Dans cette espèce, une société qui développait un réseau de distribution dans le domaine de la location de ski a exclu avec effet immédiat l’un de ses distributeurs, au motif que ce dernier, en créant sa propre marque et en développant son propre réseau commercial par l’intermédiaire d’une filiale, avait créé une situation de concurrence incompatible avec l’appartenance au réseau et contraire à son règlement intérieur.
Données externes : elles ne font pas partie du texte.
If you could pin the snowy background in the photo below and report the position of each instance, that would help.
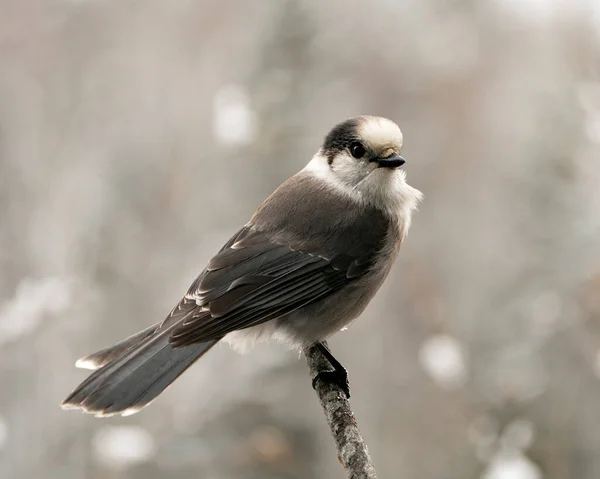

Selon l’auteur de la rupture, ce manquement justifiait la résolution sans préavis du contrat du distributeur indélicat, conformément aux termes de l’article L. 442-6, I, 5° du Code de commerce prévoyant que « les dispositions qui précèdent ne font pas obstacle à la faculté de résiliation sans préavis, en cas d’inexécution par l’autre partie de ses obligations [...]. »

La Cour a toutefois écarté les stipulations du règlement intérieur en relevant que la société tête de réseau avait toléré dans le passé l’exploitation d’autres enseignes par ses adhérents et que ce motif ne pouvait donc justifier à lui seul une rupture sans préavis des relations commerciales.

Ces décisions témoignent avec force de la portée toute relative des stipulations contractuelles à l’épreuve de l’examen concret, par les juges, des circonstances entourant la rupture d’une relation contractuelle établie.